Who the hell is this guy? As if it’s my responsibility to visit my mom. As if I’m the one who did her wrong.
“I don’t know who you think you are to lecture me about my relationship with my mother, but you obviously have been fed some bullshit. It hasn’t been twenty years. I came to Sonny’s funeral.” But even to my ears, it sounds like a weak excuse. “And I’m here now.”
“But are you stayin’? ’Cause if you were planning on running out of here like you did at the funeral, I think I’ll just tell Nicki the delivery driver had the wrong address. I don’t want her heart broken.”
“Her heart broken?” How dare he spin this, and how does he know I left the funeral early? “Again, who the hell are you?” I can’t help but yell.
I didn’t even yell at Jeff when he walked out.
Or when he walked into my new favorite café with his pregnant mistress.
But this guy. The Grand Trees Welcoming Committee, who pegged me as a damsel in distress and had the audacity to pay for my meal without my permission and then lecture me about my mother.
He thinks I’m the villain? This man deserves to be yelled at.

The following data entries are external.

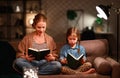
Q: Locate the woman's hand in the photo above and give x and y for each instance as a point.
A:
(63, 61)
(30, 58)
(49, 57)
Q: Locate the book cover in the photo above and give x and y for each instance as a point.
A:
(38, 54)
(74, 62)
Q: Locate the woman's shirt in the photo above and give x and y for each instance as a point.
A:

But he doesn’t even flinch, his frame on guard in front of the colorful patchwork of Sonny’s front door and the hummingbird knocker I once loved so much. When he speaks, it’s with forced calm, barely a growl.

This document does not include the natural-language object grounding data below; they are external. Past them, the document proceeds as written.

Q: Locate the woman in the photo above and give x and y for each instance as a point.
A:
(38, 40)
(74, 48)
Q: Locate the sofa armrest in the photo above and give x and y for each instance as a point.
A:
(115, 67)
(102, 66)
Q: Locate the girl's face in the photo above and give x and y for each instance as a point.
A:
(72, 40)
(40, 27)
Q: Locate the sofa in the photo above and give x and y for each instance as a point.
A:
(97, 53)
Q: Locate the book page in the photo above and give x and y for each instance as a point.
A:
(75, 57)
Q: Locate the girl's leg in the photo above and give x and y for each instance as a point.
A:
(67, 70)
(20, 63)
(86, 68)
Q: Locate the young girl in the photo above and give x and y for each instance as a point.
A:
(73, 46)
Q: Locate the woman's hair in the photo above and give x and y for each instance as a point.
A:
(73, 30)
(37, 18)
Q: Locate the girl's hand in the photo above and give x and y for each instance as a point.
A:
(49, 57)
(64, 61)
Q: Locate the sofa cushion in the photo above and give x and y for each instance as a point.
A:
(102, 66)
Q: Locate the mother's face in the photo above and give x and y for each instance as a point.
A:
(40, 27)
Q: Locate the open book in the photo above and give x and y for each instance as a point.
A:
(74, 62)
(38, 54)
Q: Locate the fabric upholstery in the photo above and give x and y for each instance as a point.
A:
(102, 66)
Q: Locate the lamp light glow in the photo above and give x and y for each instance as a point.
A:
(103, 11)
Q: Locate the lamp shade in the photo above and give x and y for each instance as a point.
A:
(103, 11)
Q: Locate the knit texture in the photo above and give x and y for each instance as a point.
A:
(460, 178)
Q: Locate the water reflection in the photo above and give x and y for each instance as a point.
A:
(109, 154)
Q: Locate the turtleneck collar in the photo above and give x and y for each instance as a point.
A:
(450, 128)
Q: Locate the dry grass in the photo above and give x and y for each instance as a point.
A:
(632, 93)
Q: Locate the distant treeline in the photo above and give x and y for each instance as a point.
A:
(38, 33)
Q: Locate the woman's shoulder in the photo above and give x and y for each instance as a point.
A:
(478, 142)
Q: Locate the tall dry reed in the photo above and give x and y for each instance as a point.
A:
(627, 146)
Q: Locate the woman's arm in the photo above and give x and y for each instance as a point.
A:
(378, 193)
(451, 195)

“I’m the guy who watched your mom paint your portrait for the last twenty years. And I’m the guy who’s been taking care of her since Uncle Sonny died. And the fact that you don’t even know who the hell I am says about all I need to know about you.”
Uncle Sonny?
The front door swings open, slamming into Caleb’s back as all hell breaks loose.
“Houdini! Houdini, stop!” a young voice calls before a wild mass of fur and paws pummels me.
I lurch back and run into the porch railing.
I’m accosted by a tongue longer than on any domesticated animal I’ve ever seen.
He gets in two licks to my face before someone catches the dog around the collar and yanks him back.
The dog is howling, and I feel a sensation resembling slime trickling down my neck.
When I steady myself, I notice a coltish teen with her hand on the dog’s collar as he jumps like a freshly caught fish on the line.
The girl has stick-straight dark hair with blunt bangs and limbs she hasn’t grown into.
“I’m so sorry,” she says between pants of breath.
“We’re still training him. But he’s friendly, I swear.
He just doesn’t have”—she pauses as the dog unleashes another howl—“any chill.”
I wipe my face and brush my shirt, but it’s hopeless. I have a fur coat and dusty paw prints perfectly aligned over my boobs. “It’s all right.”
The girl cranes her neck to Caleb as the dog twists and squirms, trying to wriggle free. “Dad, can you help me?”
“Houdini, down,” Caleb says, and the dog drops to his belly and gazes up at him with hearts in his eyes. I guess Caleb’s voice has that effect on everyone.
It also dawns on me that this jerk could have prevented my assault with one stern command. I glare at him, and he raises his brow in challenge.
The girl looks from Caleb to me and back.
“Abby, can you give us a minute, sweetheart?” His tone brooks no argument.
But I’m done. We don’t need a minute. I need to check in to the bed-and-breakfast, take a shower, sleep off this strange day, and visit tomorrow after a full night’s sleep.
Just as I turn, I hear shuffling from inside, a dragging gait, and the door creaking open again. “What are you two doing out here?”
I look up to see my mom in the doorway, her face falling when she meets my gaze.
“Eden?” she whispers. She stopped dying her hair, so the silver falls across her shoulders like a shawl.
Her blue eyes are cloudy, so unlike the twinkling sapphires I knew so well.
And there are deep grooves around her smile.
When did I last see her? Last year? The year before?
And then I realize it’s been three years.
The funeral. I haven’t seen her since Sonny died. And she’s aged about ten since then.
She steps onto the porch, and Caleb grabs her hand, steadying her as she comes to me, wrapping her thin arms around my shoulders in an embrace that steals my resolve to leave.
“Who is she?” Abby stage-whispers to Caleb.
But whatever he says is lost to the sound of Mom’s relieved tears as she burrows her face in my neck.